Hart raised his hand, intending to cover hers. He ended up by placing it on the bed between them. ‘Yes. For you. I will stay for you.’
FORTY-FIVE
Rahim Hassif was not a man to take risks lightly. His entire life was premised on weighing up the advantage and disadvantage of any action, and basing any future course he chose to take on the outcome of his cogitations. So he had made some calls. Privately. On a newly bought phone that was untraceable. He had used a pseudonym too. He had chosen the name of a Lebanese Christian. He could manage the accent. No Jew would be able to pick it apart.

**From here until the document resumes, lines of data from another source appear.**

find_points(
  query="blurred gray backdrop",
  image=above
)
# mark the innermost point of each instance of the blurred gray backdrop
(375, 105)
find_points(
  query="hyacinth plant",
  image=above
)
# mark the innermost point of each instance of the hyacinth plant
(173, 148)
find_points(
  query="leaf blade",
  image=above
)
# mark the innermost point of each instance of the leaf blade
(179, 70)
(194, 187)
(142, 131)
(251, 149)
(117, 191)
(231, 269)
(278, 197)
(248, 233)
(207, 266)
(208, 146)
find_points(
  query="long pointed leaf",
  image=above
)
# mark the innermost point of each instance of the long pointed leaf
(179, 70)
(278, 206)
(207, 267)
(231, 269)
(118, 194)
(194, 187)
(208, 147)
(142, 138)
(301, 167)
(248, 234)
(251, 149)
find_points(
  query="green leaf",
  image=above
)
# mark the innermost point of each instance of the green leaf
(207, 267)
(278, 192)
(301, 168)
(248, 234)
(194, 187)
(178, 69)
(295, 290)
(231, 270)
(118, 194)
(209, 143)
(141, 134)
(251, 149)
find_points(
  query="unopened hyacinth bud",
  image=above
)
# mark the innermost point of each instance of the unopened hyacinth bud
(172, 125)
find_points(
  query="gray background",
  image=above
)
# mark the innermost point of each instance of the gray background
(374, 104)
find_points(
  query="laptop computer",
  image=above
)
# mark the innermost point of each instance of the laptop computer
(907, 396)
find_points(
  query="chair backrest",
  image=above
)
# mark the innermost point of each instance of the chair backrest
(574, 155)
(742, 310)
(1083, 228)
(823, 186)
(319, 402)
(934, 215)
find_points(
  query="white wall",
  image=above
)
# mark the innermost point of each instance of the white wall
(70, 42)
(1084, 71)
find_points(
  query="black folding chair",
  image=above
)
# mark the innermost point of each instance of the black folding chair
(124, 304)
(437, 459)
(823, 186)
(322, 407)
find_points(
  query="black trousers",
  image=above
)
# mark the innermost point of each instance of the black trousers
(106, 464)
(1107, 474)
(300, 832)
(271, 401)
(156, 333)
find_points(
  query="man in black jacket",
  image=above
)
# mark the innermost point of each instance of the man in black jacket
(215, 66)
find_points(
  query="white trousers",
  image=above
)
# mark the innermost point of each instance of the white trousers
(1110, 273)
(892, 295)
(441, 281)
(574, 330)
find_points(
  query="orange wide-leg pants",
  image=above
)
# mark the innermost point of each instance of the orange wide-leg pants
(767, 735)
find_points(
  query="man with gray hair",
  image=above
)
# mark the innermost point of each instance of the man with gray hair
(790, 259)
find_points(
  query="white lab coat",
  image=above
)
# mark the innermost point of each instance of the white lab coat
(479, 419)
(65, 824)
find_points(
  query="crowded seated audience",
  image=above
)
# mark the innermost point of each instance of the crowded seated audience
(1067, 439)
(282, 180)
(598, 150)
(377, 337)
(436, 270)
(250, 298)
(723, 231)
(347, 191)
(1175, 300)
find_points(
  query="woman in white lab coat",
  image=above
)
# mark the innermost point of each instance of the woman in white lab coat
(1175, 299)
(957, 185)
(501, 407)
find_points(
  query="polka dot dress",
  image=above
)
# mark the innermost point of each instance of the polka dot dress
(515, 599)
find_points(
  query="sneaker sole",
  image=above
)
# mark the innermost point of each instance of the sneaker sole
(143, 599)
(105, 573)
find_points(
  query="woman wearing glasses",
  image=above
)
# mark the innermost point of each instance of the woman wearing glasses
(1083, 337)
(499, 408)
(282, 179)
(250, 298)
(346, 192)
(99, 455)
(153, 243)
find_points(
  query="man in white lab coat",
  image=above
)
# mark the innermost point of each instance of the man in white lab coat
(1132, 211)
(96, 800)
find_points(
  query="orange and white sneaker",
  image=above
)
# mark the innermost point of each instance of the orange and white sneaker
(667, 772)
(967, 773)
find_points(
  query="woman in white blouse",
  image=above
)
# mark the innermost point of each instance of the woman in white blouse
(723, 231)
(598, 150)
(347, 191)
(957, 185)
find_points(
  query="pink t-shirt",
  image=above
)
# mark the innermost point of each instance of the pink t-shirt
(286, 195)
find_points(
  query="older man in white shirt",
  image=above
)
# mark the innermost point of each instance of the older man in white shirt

First he had called the Israel Museum in Jerusalem. The one which housed the Dead Sea Scrolls. He had been very cautious. He had talked only generally. But it soon became apparent that the Copper Scroll, if it did indeed hold the secrets of King Solomon’s plans for the new Temple of Jerusalem, and the location of the lost treasures of Solomon – to include the Ark of the Covenant, the Tabernacle and the wherewithal to rebuild the Temple to a preset design – would be cheap at any price. The Jews would mortgage half their state to get their hands on it.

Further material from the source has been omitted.